Disillusionment of Adulthood
Now that I’m in my 30’s, I must confess to disillusionment. Growing up, I had ideas of what adulthood would be like. I’m here, and it’s not entirely what I’d imagined.
For starters, I remember growing up amidst all the drama that comes with, well, growing up. The gossip. The hurt feelings. The misunderstandings. The fights between friends. The back-stabbing. And I remember being told that it would get better. I’m not sure who told me that, but they were clearly wrong.
The drama may look a little different. The words may sound a little different. But the anguish of relationships remains.
Adults hurt each other’s feelings—intentionally and unintentionally.

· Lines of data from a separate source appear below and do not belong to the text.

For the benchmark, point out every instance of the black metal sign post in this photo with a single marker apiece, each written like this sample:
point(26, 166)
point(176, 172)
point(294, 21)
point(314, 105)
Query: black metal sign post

Adults nitpick and cause fights over inconsequential issues.
Adults cry, scream, and pitch fits.
Adults build relational alliances, competing in “us vs. them” relational war.
Adults let issues build and exponentially swell until they explode.
Adults rarely identify the actual issue instead of the presenting issue.
Adults use mean, fighting, inappropriate, intentionally hurtful words.
So, to all the teenagers I out there, I’m telling you the truth now: It’s not different when you’re older.
The only thing that will make your future relationships different from your current relationships is you.
You can identify the healthy and unhealthy ways you tend to interact with people.
You can listen well, empathically, and first.
You can respond with grace, respect, and appropriate language.
You can be helpfully, healthily, honest.
Even though relational drama and conflict have not gone away as I’ve grown from teenager to adult, I’m a bit better at handling it now than I was then, and I still have a LONG, LONG way to go.